GM is faring better in emerging markets
GM has closed 12 plants and cut more than 34,000 jobs in a bid to cut $9bn (£4.6bn) from operating costs in 2006 after a $10.6bn net loss in 2005.
As well as cuts in its domestic market, the group will continue to expand in overseas markets like China and India.
The firm will also fight hard to retain its title as the world's leading car producer, Mr Wagoner added.
Over the coming year the group hopes to improve productivity, profitability and its competitive edge.
One key area GM will focus on is its crippling health care burden, and it will be looking for more concessions as it begins talks with the United Auto Workers (UAW) Union over a new four-year contract.
"We are not fully competitive yet," Mr Wagoner said. "We need to make progress in the 2007 negotiations.
"These are tough issues ... and health-care has put us at a $5bn disadvantage.

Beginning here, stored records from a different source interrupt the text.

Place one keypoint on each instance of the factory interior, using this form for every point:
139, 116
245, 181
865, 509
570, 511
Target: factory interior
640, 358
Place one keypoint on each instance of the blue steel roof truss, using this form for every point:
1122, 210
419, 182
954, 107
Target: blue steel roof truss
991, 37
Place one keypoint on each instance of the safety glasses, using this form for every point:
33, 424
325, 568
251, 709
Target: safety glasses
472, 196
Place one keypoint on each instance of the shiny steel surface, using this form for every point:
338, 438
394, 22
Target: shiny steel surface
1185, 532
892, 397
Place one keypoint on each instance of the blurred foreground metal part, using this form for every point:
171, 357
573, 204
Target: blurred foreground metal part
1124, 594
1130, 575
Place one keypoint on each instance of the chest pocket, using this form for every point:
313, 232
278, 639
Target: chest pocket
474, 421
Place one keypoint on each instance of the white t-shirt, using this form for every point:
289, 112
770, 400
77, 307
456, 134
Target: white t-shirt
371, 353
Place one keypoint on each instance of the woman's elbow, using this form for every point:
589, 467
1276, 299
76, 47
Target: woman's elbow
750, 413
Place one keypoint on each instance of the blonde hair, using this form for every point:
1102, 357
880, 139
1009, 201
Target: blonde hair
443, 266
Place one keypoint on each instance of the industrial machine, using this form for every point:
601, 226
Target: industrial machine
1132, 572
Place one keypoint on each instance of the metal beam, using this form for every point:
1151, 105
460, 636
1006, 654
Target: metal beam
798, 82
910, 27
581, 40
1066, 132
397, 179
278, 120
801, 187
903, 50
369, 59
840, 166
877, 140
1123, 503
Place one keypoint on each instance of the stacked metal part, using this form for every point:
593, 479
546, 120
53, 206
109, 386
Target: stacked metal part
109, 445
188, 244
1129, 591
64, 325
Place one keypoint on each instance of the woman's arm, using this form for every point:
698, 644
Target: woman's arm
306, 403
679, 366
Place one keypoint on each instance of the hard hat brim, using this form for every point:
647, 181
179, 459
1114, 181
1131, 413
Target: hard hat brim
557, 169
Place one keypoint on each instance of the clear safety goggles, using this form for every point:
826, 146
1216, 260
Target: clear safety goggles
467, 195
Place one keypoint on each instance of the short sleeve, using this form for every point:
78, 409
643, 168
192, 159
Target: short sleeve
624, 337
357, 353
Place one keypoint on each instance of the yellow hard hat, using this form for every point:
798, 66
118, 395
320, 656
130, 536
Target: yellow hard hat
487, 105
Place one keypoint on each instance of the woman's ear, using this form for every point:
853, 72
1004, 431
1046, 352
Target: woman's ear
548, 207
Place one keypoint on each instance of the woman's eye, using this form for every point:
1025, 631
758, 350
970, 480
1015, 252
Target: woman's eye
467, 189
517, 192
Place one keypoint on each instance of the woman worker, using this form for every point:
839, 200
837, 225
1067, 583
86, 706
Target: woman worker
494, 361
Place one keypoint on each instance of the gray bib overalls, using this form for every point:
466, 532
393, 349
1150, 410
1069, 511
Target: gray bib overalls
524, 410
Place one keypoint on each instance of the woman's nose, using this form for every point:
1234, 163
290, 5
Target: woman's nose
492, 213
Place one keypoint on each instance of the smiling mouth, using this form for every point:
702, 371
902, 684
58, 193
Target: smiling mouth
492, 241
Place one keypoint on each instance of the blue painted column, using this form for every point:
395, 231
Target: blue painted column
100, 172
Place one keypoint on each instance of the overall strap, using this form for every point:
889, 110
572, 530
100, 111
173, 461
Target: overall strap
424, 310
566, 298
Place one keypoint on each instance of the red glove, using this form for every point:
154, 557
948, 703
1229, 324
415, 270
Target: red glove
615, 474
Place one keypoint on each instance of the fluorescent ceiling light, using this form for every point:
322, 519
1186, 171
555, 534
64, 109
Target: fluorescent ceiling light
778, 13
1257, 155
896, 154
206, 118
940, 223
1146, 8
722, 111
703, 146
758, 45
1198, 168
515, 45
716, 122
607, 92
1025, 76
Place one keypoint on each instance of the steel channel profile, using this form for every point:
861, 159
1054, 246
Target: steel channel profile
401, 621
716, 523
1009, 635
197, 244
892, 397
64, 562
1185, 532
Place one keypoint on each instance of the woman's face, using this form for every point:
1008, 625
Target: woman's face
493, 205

The structure we have doesn't work in today's global industry."
Currently, health care costs account for $1,500 of each new car - versus about $200 for Asian rival Toyota.
GM also hopes to continue to increase its average transaction price, mainly through ongoing reductions in discount offers.
Many analysts expect the company to lose its number one spot to Japanese rival Toyota over the coming year.
GM has been battling a dip in demand for its cars in the face of strong competition from Asian rivals, with recent figures showing GM car sales fell 8.7% in the past year while Toyota's US sales rose almost 13%.
"I like being number one, and I think our people take pride in it," Mr Wagoner said. "We're not going to sit back and let somebody else pass us by."
In an effort to turn around its ailing fortunes, the group is rolling out a number of new products, as well as unveiling its new Camaro convertible concept car at the Detroit Motor Show this weekend.
While GM is experiencing trouble in the US market, its fortunes are flourishing overseas.
Foreign sales outstripped US sales for the third year running in 2006 and Mr Wagoner aims to capitalise on this growth.
However, the group could face another financial hurdle through the battle for control of bankrupt autoparts manufacturer Delphi.
A battle for control of Delphi broke out last month when Highland Investment proposed a $4.7bn reorganisation plan days after a group of private equity firms offered to spend $3.4bn to help Delphi emerge from bankruptcy.
But, if the deals fail to adequately resolve concerns over working contracts, Delphi staff could walk out on strike, effectively crippling production at its biggest customer and former parent company, GM.